Pipeline Overview
Health monitoring is a single pipeline: detection -> state transition -> incident creation -> notification -> cleanup. State transitions also feed the rolling uptime system. All components run inside the Health Evaluator service (cmd/health-evaluator/main.go).
Leader Election
The health evaluator uses PostgreSQL advisory lock-based leader election to ensure safe multi-instance deployment. One active leader runs the full pipeline; N-1 standby instances run only multi-instance-safe subsystems. Implementation:internal/health/leader.go (generic, reusable). Bootstrap via internal/app/bootstrap/leader_election.go.
Advisory lock connection: Uses a dedicated, long-lived pgx.Conn (NOT from the connection pool). The lock is held for the lifetime of leader tenure. If a pooled connection were used, the lock would release silently when the connection returns to the pool.
| Subsystem | Leader-gated? | Why |
|---|---|---|
| Heartbeat evaluator | YES | Duplicate evaluation → state races |
| Subscription cleaner | YES | Duplicate termination workflows |
| Terraform cleaner | YES | Duplicate cleanup |
| Maintenance cleaner | YES | Duplicate recovery |
| Backup cleaner | YES | Duplicate cleanup |
| Outbox worker | NO | FOR UPDATE SKIP LOCKED — already multi-instance safe |
| Incident dispatcher | YES | In-memory rate limiter per instance → 2x notifications |
| Rate limiter eviction | YES | Paired with dispatcher |
| Uptime worker | YES | Duplicate writes |
| Metrics ingester | NO | Idempotent writes to metrics DB |
| Policy evaluator | YES | Evaluates same data as evaluator |
health_evaluator_is_leader{instance="X"} 1|0.
NodeHealthMachine
File:internal/health/machine.go
Single gateway for all node state transitions. Enforces the transition table, uses optimistic locking (version column on node_health_state AND state_version column on nodes), and emits events via the health_event_outbox table.

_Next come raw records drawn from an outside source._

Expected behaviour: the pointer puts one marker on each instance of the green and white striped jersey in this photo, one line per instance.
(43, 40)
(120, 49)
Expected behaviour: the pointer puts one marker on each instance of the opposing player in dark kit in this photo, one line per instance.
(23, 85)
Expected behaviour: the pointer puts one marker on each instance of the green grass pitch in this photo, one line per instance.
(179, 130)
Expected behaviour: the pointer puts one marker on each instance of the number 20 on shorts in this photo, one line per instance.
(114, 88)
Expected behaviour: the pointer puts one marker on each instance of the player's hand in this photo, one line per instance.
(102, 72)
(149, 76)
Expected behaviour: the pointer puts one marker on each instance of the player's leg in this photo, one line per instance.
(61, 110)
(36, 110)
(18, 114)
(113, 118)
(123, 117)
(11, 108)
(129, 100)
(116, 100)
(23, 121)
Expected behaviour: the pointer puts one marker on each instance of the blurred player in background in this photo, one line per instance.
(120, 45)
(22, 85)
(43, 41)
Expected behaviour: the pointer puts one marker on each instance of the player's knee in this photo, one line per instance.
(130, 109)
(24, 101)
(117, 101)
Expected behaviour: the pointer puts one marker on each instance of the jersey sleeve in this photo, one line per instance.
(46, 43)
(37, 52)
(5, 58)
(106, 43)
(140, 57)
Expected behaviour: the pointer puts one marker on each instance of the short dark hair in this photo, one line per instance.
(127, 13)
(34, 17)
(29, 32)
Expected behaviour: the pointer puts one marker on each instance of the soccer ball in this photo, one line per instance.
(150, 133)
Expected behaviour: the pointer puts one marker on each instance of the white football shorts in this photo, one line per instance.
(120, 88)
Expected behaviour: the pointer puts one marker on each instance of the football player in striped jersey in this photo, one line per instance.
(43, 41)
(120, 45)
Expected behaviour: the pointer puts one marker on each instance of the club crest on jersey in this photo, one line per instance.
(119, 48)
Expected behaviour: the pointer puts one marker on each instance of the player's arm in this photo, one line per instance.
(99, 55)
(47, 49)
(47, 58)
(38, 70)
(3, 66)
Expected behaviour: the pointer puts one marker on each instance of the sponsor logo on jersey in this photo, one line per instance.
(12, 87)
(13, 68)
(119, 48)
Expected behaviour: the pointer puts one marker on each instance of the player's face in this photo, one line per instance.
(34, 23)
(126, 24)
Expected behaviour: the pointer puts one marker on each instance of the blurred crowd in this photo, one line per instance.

Defense-in-depth: The nodes table has a state_version column for optimistic locking on state transitions. This complements leader election by catching races during the failover window (15-30s) when both old and new leaders may briefly overlap. On conflict (0 rows affected), the node is skipped and re-evaluated on the next cycle.
Methods:
| Method | Caller | Purpose |
|---|---|---|
Transition() | Temporal activities, NodeService | Single-node transition with validation |
ForceTransition() | Compensation (workflow cleanup) | Bypasses validation table |
ApplyDecisions() | Policy evaluator | Batch transitions from CEL verdicts |
ApplyHeartbeatDecisions() | Heartbeat evaluator | Batch transitions from heartbeat decisions |
UpdateApplicationHealth() | Policy evaluator | Writes application_health dimension |
UpdateSyncStatus() | NATS event handler | Writes sync_status dimension |
HealthTransitionEvent (node_id, subscription_id, chain_profile_id, previous/new state, trigger, metadata). Dimension changes emit HealthDimensionEvent (dimension name, old/new value).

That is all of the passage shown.